Traditionnellement, l'argent est une dimension très présente lors du nouvel an lunaire. Aux Etats-Unis, les banques sont prises d'assauts : il est coutume d'offrir des billets neufs à ses proches, célébrant la nouvelle année. Empaquetés dans des enveloppes ornées de rouge, ces billets ne sont pas les seuls cadeaux. Symboliquement, ceux-ci coûtent cher... Et pour les plus superstitieux, il convient de ne pas pratiquer la moindre activité associée à une perte. Enfin, c'est également la situation la plus propice pour régler les dettes. C'est là que les choses nous concernent – nous occidentaux – tout spécialement : cette nouvelle année lunaire du Singe du Feu Rouge implique une certaine attitude de la part des chinois. Les gouvernements occidentaux se sont récemment inquiétés du ralentissement de la croissance en Chine... et pour cause, le bien-être occidental est étroitement lié à la course de la richesse à l'Est.

Atlantico : Ce lundi 8 février marque l'entrée du monde chinois dans la nouvelle année lunaire du singe de feu rouge. Concrètement, en vue de ce changement d'année, à quoi se prépare le monde chinois, tant sur le plan culturel qu'économique ?

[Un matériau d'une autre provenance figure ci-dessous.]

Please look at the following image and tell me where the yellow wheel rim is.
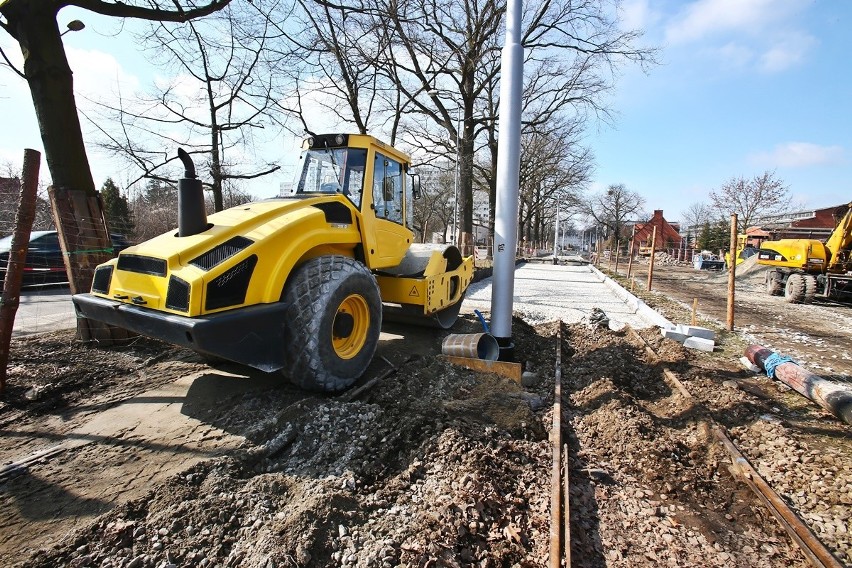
[331,294,370,359]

Chloé Ascencio : Question difficile. Le nouvel an est très important dans les cultures taoïstes et confucéennes – pas uniquement en Chine, donc – où il porte une très forte symbolique. C'est, par excellence, le moment où l'on rend hommage à ses parents. En sa qualité d'instant sacré, il correspond à moment où il est primordial pour les Chinois de témoigner de leur piété filiale. Il existe un lien très fort avec le confucianisme, qui est une idéologie familiale et paternaliste. Cette idéologie se centre donc sur le respect des parents et à travers eux sur le respect de l'autorité. La compréhension de ces éléments est essentielle pour saisir ce qu'est la Chine. La notion d'autorité, de hiérarchie dans la fonction sont autant d'éléments qui découlent de ce principe et qui ne changent pas, malgré la mondialisation ; en dépit de l'ouverture de la Chine à l'économie de marché. Par ailleurs, c'est quelque chose qu'il est possible de constater en observant la politique d'ouverture de la Chine : certes, elle s'ouvre au monde, mais le pouvoir politique demeure extrêmement fort. Il contrôle l'économie grâce à sa politique industrielle qui lui permet de développer des marchés tout en favorisant les entreprises chinoises. C'est une stratégie très volontaristes qui est mise en œuvre. A l'intérieur, la campagne de lutte anti-corruption demeure difficile à comprendre pour les occidentaux, dans la mesure où elle répond à énormément d'enjeux dont beaucoup ne sont pas seulement la corruption contre laquelle elle prétend lutter.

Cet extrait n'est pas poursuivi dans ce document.